Los sueños necesitan a Orfeo: Ghibli era Miyazaki, por lo que fue imposible sobrevivir su ausencia, pregonada en todo el mundo a finales de 2013. Miyazaki fue un maestro sin aprendices: el estilo plasmado en su obra –por tanto, en el estudio– no tuvo un relevo generacional, a pesar de que su hijo, Goro, es parte del Studio Ghibli.
Para el director, las personas que dibujaba en sus filmes debían extraerse de la realidad. “Sí, jóvenes como ella existen en la vida real”, decía Miyazaki frente a su escritorio, mientras sus trazos formaban una silueta femenina sobre el papel.
Miyazaki siempre fue un soñador con los pies sobre la tierra. Por ello lamenta que las productoras estén llenas de otakus, denominación peyorativa que refiere a obsesos de las series animadas.
En una entrevista publicada por el periódico nipón Golden Times, el director expresa su preocupación: “Casi toda la animación japonesa carece de bases tomadas del observar a la gente. Es producida por humanos que no soportan ver a otros humanos... Si no se toma tiempo para ver a las personas, no se podrá hacer esto”, comentó sin quitar el cigarrillo de su boca.
“Miyazaki nos da lecciones, de la manera más inocente, y cruel a veces, sobre el balance que hay entre el ser humano y la naturaleza; entre lo sagrado y lo mundano. Nos acerca íntimamente a mundos con una gráfica y una exquisita paleta de color; con un dibujo preciso –más bien simple– y un uso de la metáfora que cualquier ilustrador debería analizar con voracidad”, señala Augusto Ramírez, artista gráfico.
Ventisca incierta. El último largometraje del Studio Ghibli es El recuerdo de Marnie (2014), dirigido por Hiromasa Yonebayashi. El maestro Miyazaki se despidió con Se levanta el viento (2013), obra que dejó guardados a los fantasmas, las brujas y las criaturas mágicas para hacer despegar la historia de Jiro, un muchacho que, encantado por la idea de volar, lleva su pasión de forma involuntaria a diseñar el Mitsubishi Zero, la catastrófica aeronave de combate del imperio japonés.

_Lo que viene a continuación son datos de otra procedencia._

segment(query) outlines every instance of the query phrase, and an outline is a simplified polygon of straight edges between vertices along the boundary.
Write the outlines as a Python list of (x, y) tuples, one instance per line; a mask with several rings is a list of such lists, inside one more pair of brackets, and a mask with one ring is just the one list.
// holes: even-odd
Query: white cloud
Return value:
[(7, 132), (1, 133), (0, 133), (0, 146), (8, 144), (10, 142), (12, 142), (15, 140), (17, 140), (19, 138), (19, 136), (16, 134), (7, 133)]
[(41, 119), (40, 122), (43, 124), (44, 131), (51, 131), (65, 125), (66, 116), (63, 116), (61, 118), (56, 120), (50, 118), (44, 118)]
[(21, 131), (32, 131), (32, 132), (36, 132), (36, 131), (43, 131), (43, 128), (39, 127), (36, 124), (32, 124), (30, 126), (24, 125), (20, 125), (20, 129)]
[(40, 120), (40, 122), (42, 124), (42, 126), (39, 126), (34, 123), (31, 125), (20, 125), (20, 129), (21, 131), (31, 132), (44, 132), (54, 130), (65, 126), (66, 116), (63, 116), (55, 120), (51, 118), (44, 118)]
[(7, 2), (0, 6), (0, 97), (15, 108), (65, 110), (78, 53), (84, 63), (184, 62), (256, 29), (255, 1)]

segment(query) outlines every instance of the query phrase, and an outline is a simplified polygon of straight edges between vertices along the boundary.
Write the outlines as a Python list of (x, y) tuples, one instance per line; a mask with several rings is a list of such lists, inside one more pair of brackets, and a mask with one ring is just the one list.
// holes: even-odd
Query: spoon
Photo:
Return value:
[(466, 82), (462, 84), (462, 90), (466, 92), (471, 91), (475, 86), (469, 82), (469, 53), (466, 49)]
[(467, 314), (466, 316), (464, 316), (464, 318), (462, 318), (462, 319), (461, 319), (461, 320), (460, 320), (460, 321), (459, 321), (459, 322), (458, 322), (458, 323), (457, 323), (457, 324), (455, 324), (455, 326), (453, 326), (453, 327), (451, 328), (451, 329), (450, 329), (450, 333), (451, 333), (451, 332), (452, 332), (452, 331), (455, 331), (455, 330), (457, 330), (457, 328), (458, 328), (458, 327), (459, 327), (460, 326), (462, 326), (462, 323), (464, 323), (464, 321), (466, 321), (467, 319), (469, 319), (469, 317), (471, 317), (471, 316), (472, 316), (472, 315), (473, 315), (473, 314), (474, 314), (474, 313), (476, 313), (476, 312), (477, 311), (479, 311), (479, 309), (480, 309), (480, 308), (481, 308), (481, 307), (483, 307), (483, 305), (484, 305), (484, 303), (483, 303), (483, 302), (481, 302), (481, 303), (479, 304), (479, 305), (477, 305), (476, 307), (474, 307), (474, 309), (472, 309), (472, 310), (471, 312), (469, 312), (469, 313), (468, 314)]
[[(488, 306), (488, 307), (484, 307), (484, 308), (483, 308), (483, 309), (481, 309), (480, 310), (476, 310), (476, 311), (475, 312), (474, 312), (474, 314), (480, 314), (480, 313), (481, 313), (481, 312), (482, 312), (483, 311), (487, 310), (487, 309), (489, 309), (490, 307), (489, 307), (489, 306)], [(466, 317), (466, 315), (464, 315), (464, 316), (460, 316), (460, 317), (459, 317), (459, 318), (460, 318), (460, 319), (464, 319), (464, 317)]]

La última obra del padre del Studio Ghibli fue una declaración que los conservadores de su país tomaron como antibélica y, por tanto, antijaponesa: este rechazo demuestra que los mejores mundos los tienen los niños.
Por su parte, el diseñador costarricense Daniel Solano opina: “Hayao Miyazaki es uno de esos pocos genios que, con su narrativa, temas y cinematografía, han influido en ilustradores y cineastas tanto dentro como fuera del ámbito de la animación. Sus trabajos respiran en un mundo ideal, con un amor por los valores familiares, la honestidad, el respeto por la naturaleza, y definitivamente el vuelo”.
El escritor Roberto Saviano dice que los criminales no le temen a los escritores, sino a los lectores. Con reinos de memorias y sueños, Hayao Miyazaki perpetuó su obra al enamorar al mundo, convirtiendo así al Studio Ghibli en una ventisca de emociones implacables. El trabajo de esos magos del trazo sigue moviéndose con el viento, solo que por ahora no ha decidido dónde aterrizar.